Forecasting and reporting our weather words do really mean something. This point was brought home to me many years ago when I would report the day’s high and low temperatures along with the “normal” high and low. I received a very thoughtful and perceptive letter from a parent of a child with some learning disabilities, who pointed out to me the various connotations the word “normal” has in not only meteorology but in our society.
I know that the average height of men today in the United States is 5 feet 9 inches. I am 6 feet 2 inches (well, before shrinking a bit lately) so does that mean I’m not “normal,” or just a bit taller than average?
I am taller than average, I think, not “abnormal.” The parent’s letter got me thinking about the words we use and what they mean. Since that letter, I’ve always (or at least always tried) to report today’s “average” temperature. Today our high of 73 is 26 degrees above average and it certainly is unusual for February, but not a record.
Also, as it again has been pointed out to me on more than one occasion, even if we had broken the record high today and reached 80 degrees it would not be an “all time” record.
Our “official” weather records here in Washington go back to the mid-1800s, hardly all time. There were probably warmer days in February in Washington during the 1200s, 1300s or even 1500s; there just weren’t any thermometers around then to record the daily records.
Our current averages are also the averages for Washington calculated from daily observations and worked through smoothing formulas for the latest period of 1971-2000. These local climate averages are updated every ten years, so the new averages (not “normal,” remember) for the 30-year period from 1981 to 2010 will be coming out later this year.
All fine and good you may say, but what then “should” the weather be. The weather shouldn’t be anything. It just is. As a matter of fact, one of the most unusual days, which occurs only once or twice a year, is a day when the high and low temperature are both exactly what the average high and low for that day are. Does that mean what the weather “should be” then occurs only once or twice a year?

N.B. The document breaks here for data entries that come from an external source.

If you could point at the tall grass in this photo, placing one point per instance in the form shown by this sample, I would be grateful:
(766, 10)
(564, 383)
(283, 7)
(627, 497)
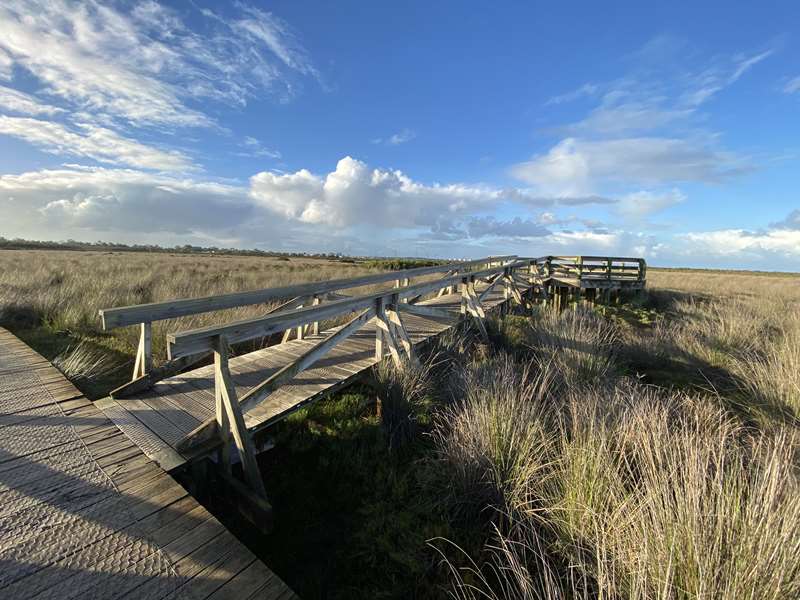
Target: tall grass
(597, 485)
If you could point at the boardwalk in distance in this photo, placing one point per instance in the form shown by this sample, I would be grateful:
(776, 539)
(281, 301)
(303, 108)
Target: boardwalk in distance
(85, 514)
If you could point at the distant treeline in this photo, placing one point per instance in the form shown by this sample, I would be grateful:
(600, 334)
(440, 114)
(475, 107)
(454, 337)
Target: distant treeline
(391, 264)
(20, 244)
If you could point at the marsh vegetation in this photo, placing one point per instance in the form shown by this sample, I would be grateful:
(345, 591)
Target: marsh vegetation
(642, 450)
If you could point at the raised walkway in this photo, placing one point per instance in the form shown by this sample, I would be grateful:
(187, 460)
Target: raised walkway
(84, 513)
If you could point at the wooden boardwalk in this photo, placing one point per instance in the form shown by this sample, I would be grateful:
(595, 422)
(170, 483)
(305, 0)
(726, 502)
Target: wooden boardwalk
(162, 416)
(84, 513)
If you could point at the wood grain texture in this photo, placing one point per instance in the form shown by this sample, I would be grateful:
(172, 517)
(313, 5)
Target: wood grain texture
(87, 514)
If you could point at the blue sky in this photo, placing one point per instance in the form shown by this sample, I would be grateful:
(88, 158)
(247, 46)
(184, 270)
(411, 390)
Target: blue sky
(450, 129)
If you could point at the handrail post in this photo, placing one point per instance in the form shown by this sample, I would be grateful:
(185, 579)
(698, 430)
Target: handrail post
(379, 337)
(144, 352)
(315, 325)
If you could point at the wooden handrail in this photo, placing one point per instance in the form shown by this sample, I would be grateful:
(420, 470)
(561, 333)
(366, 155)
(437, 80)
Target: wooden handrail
(201, 339)
(159, 311)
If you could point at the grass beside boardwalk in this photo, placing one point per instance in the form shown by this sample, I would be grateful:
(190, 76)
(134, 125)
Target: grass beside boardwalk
(51, 298)
(642, 450)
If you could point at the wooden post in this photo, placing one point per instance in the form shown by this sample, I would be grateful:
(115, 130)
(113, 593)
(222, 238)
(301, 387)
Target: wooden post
(315, 325)
(144, 352)
(384, 326)
(226, 392)
(379, 337)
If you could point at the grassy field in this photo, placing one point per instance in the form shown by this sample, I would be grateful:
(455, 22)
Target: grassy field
(642, 450)
(51, 299)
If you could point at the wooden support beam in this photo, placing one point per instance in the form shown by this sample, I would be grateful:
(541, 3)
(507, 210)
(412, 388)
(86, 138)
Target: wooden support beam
(425, 311)
(470, 304)
(144, 351)
(208, 430)
(515, 293)
(241, 437)
(253, 507)
(384, 332)
(400, 333)
(148, 380)
(488, 290)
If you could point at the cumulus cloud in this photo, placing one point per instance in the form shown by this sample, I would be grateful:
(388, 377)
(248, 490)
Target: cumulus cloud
(354, 193)
(92, 141)
(576, 167)
(141, 64)
(792, 221)
(513, 228)
(255, 148)
(401, 137)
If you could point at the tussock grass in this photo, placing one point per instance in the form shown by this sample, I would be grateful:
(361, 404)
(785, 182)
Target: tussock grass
(597, 485)
(85, 363)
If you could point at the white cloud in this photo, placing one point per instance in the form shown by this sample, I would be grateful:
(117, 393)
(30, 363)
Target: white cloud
(91, 141)
(587, 89)
(792, 221)
(53, 203)
(19, 102)
(401, 137)
(517, 227)
(642, 204)
(144, 66)
(353, 193)
(6, 65)
(617, 117)
(744, 244)
(577, 167)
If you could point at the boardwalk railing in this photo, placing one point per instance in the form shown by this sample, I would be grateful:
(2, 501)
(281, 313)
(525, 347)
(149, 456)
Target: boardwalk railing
(591, 269)
(312, 303)
(299, 296)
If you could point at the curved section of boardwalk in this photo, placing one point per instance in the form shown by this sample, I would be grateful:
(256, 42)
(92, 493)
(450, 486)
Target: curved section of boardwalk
(84, 513)
(160, 417)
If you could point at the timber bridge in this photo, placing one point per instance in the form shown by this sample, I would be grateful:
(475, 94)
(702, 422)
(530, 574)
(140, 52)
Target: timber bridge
(99, 472)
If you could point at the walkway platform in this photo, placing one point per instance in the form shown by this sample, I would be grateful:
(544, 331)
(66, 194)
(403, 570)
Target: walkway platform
(160, 417)
(84, 513)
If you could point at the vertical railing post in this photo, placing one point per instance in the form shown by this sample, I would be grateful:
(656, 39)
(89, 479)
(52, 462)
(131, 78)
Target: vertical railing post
(144, 351)
(379, 337)
(315, 324)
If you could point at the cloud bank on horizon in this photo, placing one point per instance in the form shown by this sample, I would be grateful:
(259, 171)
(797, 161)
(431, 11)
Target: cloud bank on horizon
(182, 123)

I don’t think so. The extremes of weather sure make it exciting to be a meteorologist. Averages do change. We know with urbanization and changes in land use such as the development of Crystal City just west of Reagan National Airport (the “official” weather station for Washington, D.C.), the average high and low temperatures have increased over the last 70 years since DCA was built.
So keep watching us and reading more about our weather and climate. It is changeable and changing. It always has been and always will. That’s the way it should... I mean, that’s just the way it is.